Dikatakannya, surat permintaan bertemu dengan BPN Pusat telah dikirim. Dirinya berharap Jumat depan bisa diagendakan untuk pertemuan tersebut karena ini menyangkut persoalan penting soal Pulau Galang.
“Kita sudah lama mendesak BPN daerah untuk mencabut sertifikat pulau itu, tapi hingga kini tidak ada tindakan tegas,” tutur politisi Asal Fraksi Gerindra Jatim, Lebih lanjut, pihaknya akan membeberkan pada BPN Pusat terkait berbagai kejanggalan dalam pengurusan sertifikat pulau itu. Diharapkan, dengan fakta-fakta kejanggalan itu BPN bisa mengambil sikap untuk segera mencabut sertifikat yang telah dikeluarkan sejak 1978 lalu.

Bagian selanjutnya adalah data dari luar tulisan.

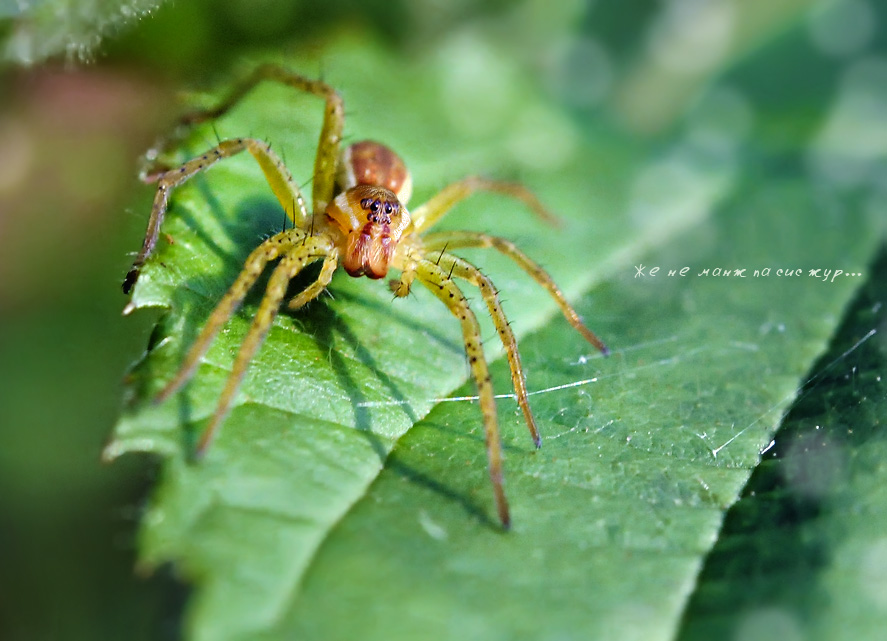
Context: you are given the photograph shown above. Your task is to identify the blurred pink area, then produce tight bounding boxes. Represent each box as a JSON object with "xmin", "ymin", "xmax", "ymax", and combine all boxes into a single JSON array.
[{"xmin": 0, "ymin": 68, "xmax": 171, "ymax": 310}]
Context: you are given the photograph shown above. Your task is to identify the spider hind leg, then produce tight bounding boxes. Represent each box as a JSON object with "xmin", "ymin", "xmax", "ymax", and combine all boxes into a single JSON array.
[
  {"xmin": 437, "ymin": 251, "xmax": 542, "ymax": 448},
  {"xmin": 415, "ymin": 258, "xmax": 511, "ymax": 529}
]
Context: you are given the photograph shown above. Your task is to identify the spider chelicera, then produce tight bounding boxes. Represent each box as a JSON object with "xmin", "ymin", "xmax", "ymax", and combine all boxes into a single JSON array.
[{"xmin": 124, "ymin": 64, "xmax": 608, "ymax": 529}]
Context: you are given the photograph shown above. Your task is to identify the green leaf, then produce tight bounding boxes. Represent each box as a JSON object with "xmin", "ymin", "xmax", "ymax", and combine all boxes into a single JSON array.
[
  {"xmin": 107, "ymin": 29, "xmax": 884, "ymax": 641},
  {"xmin": 678, "ymin": 248, "xmax": 887, "ymax": 641},
  {"xmin": 257, "ymin": 188, "xmax": 881, "ymax": 641}
]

Faried mengungapkan beberapa kejanggalan yang akan dibeberkan tersebut di antaranya soal proses pengajuan sertifikat oleh tujuh warga terhadap pulau yang ada di dekat teluk Lamong itu.
“Kok bisa tiba-tiba tujuh warga itu punya masing-masing dua hektar, lalu buat permohonan. Dan lebih aneh lagi, satu tahun kemudkian, semua lahan itu dijual. Kok bisa?,”paparnya.

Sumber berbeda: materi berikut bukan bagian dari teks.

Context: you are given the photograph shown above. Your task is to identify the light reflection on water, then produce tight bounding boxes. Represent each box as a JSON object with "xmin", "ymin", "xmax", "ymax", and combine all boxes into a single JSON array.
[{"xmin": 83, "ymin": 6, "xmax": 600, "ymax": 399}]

Menurutnya, secara kronologi pada tahun 1978, status tanah tersebut dulunya milik tujuh tokoh desa Karang Kering atas nama Yahya, Mas’ud, Oyek, Kasbu, Daji, Wahyudin, dan Amari Untung.
Mereka pada 30 Juli 1987 mengajukan surat permohonan perubahan status tanah dari Tanah Negara (TN) seluas 14 hektar, menjadi Hak Milik (HM) melalui surat keterangan Kepala Desa Karang Kiring dan Camat Kepala Wilayah Kecamatan Kebomas. Sesuai data, surat keterangan pendaftaran tanah pada 15 Agustus 1987, sedang risalah pemeriksaan tanah tertanggal 2 September 1987.
Permohonan ketujuh warga dikabulkan dengan surat keputusan atas nama Gubernur Jatim Direktorat Agraria nomor 593.21/928/SK/320/1987 tertanggal 20 Oktober 1987. SK tersebut ditanda tangani Kepala Direktorat Agraria Ir Imam Maksum. Tapi satu tahu berikutnya, tanah tersebut dijual pada Darawati, Poenta Surya, dan Oentari Suryo melalui PPAT Justicia Soetandio, SH. Akte jual beli tertanggal 31 Maret 1988.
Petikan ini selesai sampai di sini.